Beldin · on July 29, 2022

Then I have an interesting tidbit for you: its sorting wasn't 100% correct. Should be fixed now though.

http://www.envisage-project.eu/proving-android-java-and-pyth...

pizlonator · on July 29, 2022

I had heard of that! I just don’t count a bug as a bad thing. Maybe the opposite. Software that has no bugs usually achieves this feat by not having any users. Timsort has tons of users, hence tons of attention, hence someone found a bug. That’s great!

2143 · on July 29, 2022

It's well known.

Nevertheless, the article was good.

If the author is reading this, consider dropping the "you've never heard of" from the title; you don't want to assume things about your reader.

lifthrasiir · on July 29, 2022

"lesser-known" is probably more appropriate choice, given that it is not a kind of algorithm you'd heard from CS curricula.

pclmulqdq · on July 29, 2022

I've done this too with blog posts, and it works okay, although many readers don't like it. I wanted a snappier way to say "you didn't learn about in school," and I think this author did too.

scrozier · on July 29, 2022

Sometimes a little colorful language makes dry topics a bit more fun. I don't think the title was meant to be statistically analyzed. :-)

dktalks · on July 29, 2022

This blog steals content from other sites, original is at https://hackernoon.com/timsort-the-fastest-sorting-algorithm....

Unfortunately I cannot downvote.

Please don't link plagiarized content. This guy also linked to his own "Big O Notation" in his page, where he says O(n) is polynomial

>>>In our shopping list example, in the worst-case of our algorithm it prints out every item in the list sequentially. Since there are n items in the list, it takes O(n) polynomial time to complete the algorithm.

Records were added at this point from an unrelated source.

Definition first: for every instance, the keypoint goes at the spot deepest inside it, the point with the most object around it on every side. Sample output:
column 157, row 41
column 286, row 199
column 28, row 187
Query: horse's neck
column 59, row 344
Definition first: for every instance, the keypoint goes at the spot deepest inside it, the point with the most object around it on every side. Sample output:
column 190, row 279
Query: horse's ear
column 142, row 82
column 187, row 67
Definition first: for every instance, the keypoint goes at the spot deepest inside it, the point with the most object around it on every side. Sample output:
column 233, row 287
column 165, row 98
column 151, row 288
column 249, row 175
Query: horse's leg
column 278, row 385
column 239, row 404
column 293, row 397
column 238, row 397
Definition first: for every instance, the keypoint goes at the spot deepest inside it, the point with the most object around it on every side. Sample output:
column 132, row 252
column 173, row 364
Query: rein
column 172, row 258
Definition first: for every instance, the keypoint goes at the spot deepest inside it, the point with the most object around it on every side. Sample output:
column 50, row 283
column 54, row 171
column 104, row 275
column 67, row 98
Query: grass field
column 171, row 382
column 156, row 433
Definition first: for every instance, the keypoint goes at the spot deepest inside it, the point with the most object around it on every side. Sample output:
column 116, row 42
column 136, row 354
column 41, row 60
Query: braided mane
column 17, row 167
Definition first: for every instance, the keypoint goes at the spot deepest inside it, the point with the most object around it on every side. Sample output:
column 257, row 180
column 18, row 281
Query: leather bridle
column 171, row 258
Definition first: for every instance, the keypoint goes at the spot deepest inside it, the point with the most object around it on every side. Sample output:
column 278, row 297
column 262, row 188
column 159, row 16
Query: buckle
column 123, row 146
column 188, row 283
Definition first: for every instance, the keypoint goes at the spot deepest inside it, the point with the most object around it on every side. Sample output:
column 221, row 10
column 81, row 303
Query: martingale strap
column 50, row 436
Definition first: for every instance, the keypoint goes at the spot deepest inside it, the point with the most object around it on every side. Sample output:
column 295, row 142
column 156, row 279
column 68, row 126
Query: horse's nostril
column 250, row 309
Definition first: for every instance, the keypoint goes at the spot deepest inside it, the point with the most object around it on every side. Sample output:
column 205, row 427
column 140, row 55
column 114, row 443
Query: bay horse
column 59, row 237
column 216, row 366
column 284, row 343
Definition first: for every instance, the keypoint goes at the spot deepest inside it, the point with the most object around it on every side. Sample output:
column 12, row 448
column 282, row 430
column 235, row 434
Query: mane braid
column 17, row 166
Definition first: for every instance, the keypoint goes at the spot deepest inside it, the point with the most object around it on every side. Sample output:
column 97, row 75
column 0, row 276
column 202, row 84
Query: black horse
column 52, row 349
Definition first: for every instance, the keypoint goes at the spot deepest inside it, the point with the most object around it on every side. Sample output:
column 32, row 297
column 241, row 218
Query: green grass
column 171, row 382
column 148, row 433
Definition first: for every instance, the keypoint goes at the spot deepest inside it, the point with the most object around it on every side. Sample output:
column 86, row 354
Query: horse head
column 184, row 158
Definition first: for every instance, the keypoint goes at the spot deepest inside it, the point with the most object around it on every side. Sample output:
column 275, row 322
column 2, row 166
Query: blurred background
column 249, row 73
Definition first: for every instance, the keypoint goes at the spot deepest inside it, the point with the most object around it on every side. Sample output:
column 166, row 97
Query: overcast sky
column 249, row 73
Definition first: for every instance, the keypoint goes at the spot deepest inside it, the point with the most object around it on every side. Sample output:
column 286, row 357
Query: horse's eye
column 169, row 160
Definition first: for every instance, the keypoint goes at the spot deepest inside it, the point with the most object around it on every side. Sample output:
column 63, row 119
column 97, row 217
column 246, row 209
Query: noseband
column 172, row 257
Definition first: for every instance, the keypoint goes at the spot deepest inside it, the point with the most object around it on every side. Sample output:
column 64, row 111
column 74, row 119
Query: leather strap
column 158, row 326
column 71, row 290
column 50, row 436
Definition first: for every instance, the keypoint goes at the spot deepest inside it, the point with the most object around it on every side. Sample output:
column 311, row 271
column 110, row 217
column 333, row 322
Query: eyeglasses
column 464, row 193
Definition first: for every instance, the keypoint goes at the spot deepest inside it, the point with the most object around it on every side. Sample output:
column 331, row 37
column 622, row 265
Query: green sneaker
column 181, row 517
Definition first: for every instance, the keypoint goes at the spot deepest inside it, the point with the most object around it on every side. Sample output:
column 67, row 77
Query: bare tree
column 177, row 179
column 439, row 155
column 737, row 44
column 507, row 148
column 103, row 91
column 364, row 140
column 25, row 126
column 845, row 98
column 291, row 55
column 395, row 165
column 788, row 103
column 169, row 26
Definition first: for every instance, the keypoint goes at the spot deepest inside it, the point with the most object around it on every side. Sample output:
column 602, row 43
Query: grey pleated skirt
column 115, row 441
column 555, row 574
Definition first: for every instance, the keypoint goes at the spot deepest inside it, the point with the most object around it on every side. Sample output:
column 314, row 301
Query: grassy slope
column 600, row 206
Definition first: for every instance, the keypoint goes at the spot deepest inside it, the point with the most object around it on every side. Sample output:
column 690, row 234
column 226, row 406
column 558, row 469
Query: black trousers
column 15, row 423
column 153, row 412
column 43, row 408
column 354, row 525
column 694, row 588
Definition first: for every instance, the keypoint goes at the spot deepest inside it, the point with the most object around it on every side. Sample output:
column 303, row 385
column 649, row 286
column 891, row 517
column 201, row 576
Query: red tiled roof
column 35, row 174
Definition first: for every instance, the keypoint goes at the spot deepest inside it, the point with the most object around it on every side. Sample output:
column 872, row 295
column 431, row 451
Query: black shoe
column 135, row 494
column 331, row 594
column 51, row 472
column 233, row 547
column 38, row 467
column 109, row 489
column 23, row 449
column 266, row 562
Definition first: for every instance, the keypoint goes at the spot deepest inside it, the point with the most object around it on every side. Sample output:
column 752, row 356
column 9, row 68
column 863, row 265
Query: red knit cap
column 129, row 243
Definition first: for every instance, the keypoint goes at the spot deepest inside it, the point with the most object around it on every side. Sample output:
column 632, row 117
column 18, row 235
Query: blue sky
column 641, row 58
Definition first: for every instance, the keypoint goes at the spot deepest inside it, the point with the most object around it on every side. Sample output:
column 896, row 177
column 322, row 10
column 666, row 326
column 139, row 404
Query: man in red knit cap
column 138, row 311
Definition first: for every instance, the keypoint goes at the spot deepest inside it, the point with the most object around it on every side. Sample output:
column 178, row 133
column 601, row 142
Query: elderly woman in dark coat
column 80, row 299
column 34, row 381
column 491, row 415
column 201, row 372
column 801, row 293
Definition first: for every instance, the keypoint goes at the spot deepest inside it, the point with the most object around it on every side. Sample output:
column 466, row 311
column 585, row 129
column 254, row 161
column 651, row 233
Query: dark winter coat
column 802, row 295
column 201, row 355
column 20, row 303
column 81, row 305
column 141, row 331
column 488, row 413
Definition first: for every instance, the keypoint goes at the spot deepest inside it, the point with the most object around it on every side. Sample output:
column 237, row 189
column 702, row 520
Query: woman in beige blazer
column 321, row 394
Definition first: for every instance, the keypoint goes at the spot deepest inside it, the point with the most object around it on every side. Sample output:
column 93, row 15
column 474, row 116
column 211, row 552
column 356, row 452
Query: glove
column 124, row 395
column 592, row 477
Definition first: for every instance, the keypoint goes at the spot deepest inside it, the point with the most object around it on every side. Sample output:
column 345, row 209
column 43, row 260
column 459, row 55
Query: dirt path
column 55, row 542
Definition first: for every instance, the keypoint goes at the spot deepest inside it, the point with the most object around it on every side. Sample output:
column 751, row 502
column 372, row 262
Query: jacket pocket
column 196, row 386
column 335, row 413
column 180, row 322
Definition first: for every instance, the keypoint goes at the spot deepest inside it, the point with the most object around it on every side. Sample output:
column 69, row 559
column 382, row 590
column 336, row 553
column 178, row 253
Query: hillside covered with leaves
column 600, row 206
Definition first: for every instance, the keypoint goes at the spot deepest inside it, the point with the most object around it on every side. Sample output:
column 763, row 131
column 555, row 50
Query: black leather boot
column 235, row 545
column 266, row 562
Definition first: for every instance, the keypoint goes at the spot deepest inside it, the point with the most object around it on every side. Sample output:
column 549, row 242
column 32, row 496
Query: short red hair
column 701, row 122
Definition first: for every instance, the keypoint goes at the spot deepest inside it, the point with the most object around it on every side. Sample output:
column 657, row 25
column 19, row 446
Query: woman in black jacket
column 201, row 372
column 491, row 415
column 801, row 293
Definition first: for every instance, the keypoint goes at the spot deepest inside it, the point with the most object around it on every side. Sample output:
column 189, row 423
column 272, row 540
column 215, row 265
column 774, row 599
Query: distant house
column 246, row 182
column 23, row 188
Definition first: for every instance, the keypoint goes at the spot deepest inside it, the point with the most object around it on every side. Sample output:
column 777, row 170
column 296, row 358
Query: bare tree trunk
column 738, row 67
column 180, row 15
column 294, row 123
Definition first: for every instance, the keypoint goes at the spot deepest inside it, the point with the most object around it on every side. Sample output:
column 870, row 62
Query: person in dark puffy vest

indigo945 · on July 29, 2022

This may be the same author ... Anyway f(n)=n is definitely a polynomial and O(n) is a class of algorithms that run in polynomial time (i.e. are in P).

caslon · on July 29, 2022

It's the same author; compare the URL to your link's author's last name.

thebooktocome · on July 29, 2022

Well, linear functions are still technically polynomials… haha!

rat9988 · on July 29, 2022

O(n) is polynomial and it's the same author.

TameAntelope · on July 29, 2022

There are no downvotes on submissions, FWIW.